Artificial intelligence approaches to knowledge discovery in functional genomics

Client ID: ARRS (BI-IT/05-08-011)
Project type: Bilateral Collaboration Project
Project duration: 2006 - 2009


Of all the questions posed, what makes us a living being is probably the one most often asked by any scientist. With recent advances in molecular biology and bioinformatics, we have just started to scratch the surface of uncovering the incredible complexity of living organisms. Within contemporary biology, gene function annotation and discovery of genetic networks have become the key challenges. Today’s functional genomics targets genome-wide discovery of gene functions, observing the organism, its elements and their interactions as a whole. The challenge for the biologists is to devise high-throughput experimental techniques to collect the data, passing it to fellow data analysts to develop and use dedicated techniques for data mining and knowledge discovery.

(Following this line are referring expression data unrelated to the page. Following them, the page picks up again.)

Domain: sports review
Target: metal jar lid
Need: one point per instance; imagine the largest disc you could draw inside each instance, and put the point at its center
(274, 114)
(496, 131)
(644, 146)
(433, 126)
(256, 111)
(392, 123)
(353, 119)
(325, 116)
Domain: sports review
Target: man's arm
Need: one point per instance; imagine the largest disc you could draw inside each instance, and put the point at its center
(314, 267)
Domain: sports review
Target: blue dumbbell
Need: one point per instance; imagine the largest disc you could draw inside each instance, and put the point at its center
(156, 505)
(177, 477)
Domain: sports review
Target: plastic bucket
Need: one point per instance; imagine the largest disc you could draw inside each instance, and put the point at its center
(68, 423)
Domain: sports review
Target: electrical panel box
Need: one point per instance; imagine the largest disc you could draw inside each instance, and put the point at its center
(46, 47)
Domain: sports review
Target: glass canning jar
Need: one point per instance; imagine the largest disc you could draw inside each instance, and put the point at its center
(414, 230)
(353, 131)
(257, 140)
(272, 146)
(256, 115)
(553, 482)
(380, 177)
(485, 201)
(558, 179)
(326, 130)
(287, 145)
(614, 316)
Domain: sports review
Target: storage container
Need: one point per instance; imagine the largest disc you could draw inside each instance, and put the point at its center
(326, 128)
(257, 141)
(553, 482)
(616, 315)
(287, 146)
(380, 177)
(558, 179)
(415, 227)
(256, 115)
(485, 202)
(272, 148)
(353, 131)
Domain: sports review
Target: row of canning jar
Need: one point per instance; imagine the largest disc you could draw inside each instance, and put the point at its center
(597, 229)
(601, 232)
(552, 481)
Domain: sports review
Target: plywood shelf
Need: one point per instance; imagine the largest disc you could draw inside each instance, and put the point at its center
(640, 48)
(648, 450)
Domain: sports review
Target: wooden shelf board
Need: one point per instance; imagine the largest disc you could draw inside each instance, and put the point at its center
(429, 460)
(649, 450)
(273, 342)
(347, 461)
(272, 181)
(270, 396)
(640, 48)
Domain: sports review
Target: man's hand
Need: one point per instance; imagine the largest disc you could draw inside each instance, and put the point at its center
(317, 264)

In the proposed we are collaborating with the group of Prof. Riccardo Bellazzi who leads Laboratory for Biomedical Informatics at University of Pavia, Italy. The scope of the collaboration is development of artificial intelligent techniques to support knowledge discovery in functional genomics. The collaboration is based on our past experience in temporal data analysis (Pavia) and research in construction of regulatory genetic networks and analysis of gene expression and sequences (Ljubljana). The particular methods we will rely on are various machine learning approaches, temporal abstraction, abductive and inductive inference, and inference of qualitative genetic networks.

Beside theoretical development of new methods, collaboration will also focus on practical results being delivered as software components within an open-source data mining framework called Orange and as applications in functional genomics, gene annotation and gene network discovery for budding yeast S. cerevisiae and amoeba D. dictyostelium. For the later, the project will use available data bases on genome sequence, gene expression and available functional annotation. The principal goal of the project is to employ the methods developed at each of the partners to introduce a new, combined approaches to enable genome-wide construction of gene regulatory networks from experimental data, one of the major challenges with today’s bioinformatics.